GPS Tracking Study To Protect Bighorn Sheep Population

The Teton bighorn sheep population in Wyoming faces many threats. One of these threats includes a nonnative mountain goat population, bringing disease and habitat competition to the region. Biologists are studying the bighorn sheep and goats in order to assess the danger and hopefully protect the native sheep. The research is part of the Montana State University Mountain Ungulate Project. GPS tracking devices track the herd movement and some are captured and studied more closely.

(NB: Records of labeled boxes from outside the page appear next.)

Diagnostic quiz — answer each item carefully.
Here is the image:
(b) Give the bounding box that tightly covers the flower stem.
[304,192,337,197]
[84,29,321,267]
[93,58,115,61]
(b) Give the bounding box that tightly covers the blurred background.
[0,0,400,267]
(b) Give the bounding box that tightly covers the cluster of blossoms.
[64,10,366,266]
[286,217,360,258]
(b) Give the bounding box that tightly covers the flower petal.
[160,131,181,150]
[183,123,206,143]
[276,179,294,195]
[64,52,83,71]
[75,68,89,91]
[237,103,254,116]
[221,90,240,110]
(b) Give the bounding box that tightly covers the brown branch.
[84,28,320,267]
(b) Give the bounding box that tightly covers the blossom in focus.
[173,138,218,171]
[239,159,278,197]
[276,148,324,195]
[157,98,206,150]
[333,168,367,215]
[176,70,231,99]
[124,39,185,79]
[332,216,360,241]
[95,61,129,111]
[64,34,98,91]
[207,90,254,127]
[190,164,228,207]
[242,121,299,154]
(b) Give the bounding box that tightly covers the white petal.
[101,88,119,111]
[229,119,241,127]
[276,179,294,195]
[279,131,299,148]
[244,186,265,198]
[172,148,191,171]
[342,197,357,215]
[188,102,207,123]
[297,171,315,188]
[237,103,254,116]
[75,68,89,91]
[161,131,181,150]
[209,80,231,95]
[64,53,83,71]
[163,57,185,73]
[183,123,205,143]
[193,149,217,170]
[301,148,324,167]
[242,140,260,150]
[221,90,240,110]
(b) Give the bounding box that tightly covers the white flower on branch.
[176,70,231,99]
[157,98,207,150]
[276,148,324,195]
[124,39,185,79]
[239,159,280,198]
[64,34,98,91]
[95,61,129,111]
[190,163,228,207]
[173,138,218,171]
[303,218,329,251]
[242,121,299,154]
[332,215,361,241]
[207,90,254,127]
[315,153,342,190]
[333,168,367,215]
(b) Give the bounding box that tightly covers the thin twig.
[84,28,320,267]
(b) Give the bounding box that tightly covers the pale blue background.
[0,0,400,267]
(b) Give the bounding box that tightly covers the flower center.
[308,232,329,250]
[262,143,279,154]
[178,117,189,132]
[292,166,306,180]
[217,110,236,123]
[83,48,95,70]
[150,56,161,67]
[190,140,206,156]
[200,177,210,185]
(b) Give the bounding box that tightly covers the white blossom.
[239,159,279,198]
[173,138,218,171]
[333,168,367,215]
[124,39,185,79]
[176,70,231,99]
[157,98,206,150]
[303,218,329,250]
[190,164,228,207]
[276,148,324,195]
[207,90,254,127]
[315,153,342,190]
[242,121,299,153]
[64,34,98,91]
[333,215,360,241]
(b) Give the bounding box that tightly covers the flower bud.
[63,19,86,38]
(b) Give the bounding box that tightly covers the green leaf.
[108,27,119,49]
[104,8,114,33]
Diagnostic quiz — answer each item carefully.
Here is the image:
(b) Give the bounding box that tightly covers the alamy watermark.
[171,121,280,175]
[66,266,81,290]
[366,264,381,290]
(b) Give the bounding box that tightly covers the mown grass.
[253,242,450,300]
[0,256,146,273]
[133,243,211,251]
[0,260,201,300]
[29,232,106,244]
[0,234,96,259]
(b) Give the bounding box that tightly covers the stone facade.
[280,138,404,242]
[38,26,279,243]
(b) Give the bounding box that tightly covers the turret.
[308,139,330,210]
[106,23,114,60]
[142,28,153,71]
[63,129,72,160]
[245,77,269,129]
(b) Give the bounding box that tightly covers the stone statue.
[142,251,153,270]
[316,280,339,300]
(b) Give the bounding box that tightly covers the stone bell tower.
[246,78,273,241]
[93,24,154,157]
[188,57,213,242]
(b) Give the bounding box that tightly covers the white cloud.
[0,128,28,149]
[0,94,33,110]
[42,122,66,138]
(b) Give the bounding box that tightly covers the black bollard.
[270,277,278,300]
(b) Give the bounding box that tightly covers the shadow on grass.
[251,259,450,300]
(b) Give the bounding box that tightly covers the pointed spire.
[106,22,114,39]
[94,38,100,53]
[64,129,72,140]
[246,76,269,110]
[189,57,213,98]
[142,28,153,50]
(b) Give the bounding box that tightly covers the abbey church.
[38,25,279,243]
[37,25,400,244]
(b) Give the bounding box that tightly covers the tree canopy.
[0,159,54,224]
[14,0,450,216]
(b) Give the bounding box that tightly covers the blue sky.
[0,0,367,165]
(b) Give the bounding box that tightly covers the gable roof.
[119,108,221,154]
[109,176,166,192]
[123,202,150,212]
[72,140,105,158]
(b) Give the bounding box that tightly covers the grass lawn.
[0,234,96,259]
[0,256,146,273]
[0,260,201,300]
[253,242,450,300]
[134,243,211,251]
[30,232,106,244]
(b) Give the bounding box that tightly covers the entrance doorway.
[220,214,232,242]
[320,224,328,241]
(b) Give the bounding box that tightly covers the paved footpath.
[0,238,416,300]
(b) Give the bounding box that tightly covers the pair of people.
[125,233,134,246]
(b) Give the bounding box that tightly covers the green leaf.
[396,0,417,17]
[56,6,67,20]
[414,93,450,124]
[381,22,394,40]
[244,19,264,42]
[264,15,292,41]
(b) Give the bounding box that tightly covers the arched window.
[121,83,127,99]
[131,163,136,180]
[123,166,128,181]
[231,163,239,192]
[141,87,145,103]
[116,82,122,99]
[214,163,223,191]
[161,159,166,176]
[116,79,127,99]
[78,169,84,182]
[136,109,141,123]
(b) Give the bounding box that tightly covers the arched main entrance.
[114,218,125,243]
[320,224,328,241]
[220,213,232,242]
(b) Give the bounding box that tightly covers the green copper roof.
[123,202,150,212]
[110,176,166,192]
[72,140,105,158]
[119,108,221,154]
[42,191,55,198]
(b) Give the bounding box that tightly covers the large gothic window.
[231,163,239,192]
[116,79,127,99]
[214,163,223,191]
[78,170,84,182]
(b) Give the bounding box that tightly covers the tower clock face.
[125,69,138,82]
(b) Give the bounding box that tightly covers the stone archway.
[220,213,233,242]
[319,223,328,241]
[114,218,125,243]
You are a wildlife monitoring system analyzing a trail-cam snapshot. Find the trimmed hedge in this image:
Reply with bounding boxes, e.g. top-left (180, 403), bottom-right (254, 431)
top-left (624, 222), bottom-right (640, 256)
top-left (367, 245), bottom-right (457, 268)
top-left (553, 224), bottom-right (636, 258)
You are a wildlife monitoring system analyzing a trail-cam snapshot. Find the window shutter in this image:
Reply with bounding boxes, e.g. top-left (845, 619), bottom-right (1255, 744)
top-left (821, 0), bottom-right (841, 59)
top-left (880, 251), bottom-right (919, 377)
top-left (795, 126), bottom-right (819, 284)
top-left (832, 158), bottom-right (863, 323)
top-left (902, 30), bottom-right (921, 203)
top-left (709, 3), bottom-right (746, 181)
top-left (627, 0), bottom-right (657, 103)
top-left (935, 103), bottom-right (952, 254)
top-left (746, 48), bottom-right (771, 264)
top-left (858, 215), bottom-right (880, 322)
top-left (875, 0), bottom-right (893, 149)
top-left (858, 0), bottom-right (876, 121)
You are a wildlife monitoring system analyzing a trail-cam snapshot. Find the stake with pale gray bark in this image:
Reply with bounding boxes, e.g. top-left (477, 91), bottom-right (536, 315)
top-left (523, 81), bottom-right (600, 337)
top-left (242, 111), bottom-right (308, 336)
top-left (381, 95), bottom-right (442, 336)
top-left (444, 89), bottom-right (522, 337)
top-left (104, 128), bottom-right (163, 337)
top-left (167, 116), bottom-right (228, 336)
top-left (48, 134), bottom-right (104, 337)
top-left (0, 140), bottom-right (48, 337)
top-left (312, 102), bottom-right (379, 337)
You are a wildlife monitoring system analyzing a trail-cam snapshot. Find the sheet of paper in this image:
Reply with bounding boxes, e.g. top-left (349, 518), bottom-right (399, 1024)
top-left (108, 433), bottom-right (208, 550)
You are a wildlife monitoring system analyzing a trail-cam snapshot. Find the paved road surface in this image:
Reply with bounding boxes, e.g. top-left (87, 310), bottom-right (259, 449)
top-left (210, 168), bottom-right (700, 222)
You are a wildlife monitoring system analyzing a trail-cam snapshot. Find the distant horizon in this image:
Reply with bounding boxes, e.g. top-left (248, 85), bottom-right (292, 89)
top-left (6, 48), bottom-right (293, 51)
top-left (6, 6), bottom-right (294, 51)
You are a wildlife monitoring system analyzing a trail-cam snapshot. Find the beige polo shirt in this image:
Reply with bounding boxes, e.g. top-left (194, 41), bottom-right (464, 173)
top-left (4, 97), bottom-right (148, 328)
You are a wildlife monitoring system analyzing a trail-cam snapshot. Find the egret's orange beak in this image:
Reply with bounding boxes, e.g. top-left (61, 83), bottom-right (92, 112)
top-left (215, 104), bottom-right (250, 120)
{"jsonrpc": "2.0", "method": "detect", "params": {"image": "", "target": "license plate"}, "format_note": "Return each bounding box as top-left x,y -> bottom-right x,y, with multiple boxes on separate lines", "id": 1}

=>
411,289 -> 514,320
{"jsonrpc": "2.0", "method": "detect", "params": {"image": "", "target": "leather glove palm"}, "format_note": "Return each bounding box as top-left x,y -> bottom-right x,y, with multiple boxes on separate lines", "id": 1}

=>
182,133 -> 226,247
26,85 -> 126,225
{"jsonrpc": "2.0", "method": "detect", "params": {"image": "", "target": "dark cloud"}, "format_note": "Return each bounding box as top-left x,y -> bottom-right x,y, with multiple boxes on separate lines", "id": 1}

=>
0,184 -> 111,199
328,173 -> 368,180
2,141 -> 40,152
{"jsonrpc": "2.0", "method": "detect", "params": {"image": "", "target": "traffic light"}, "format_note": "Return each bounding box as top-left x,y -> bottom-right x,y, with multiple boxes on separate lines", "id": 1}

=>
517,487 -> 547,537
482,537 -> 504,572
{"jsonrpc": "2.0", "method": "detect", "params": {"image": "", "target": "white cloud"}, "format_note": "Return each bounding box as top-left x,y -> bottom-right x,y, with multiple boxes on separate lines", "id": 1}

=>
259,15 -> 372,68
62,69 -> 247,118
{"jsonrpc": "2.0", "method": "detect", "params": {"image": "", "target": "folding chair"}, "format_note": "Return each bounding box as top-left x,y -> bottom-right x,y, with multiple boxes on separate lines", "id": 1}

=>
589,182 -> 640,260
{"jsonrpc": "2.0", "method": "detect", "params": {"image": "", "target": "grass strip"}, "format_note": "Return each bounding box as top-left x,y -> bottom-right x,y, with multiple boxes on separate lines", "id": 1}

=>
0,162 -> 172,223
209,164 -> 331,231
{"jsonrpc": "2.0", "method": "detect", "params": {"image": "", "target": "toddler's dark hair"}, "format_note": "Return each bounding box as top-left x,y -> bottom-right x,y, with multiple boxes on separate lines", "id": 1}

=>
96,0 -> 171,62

Recently, the Wyoming Game and Fish Department tranquilized four mountain goats, taking blood and fecal samples as well as tonsil swabs to find out if the goats are carriers of the bacterial strain of pneumonia, Mannheimia haemolytica. “We need to try to continue to monitor the herd so we can see how prevalent it might be in the Palisades goat herd,” explained South Jackson Game and Fish wildlife biologist Gary Fralick. “There’s just a lot of stuff we don’t know or understand yet.” One of the four goats tested positive for the pathogen.


Researchers are more concerned about the bighorn sheep than the mountain goats. The Teton bighorn sheep population, made up of two distinct herds in the area, totals only around 100 animals. If the pneumonia carried by the goats spreads to the sheep, the population might be in big trouble. “One sheep out of the 28 that we captured in the Tetons (in 2009) did test positive for haemolytica,” said Game and Fish habitat biologist Aly Courtemanch. “But we haven’t seen any of the die-off events. We haven’t seen any symptoms of pneumonia in that population.”


“We’ve known that the goat population overlaps with a domestic sheep population,” explained Steven Cain, chief biologist for Grand Teton National Park. “The potential for the goats to be a carrier between the bighorn and the domestic sheep is of concern.”


“There’s really been no research that I’m aware of looking at disease transmission between mountain goats and bighorn sheep,” Courtemanch said. In the meantime, researchers will continue to monitor the sheep with GPS technology. The Wyoming Game and Fish department has also planned to expand the hunting area for mountain goats to try and keep the population down, limiting the chances of cross-species infection.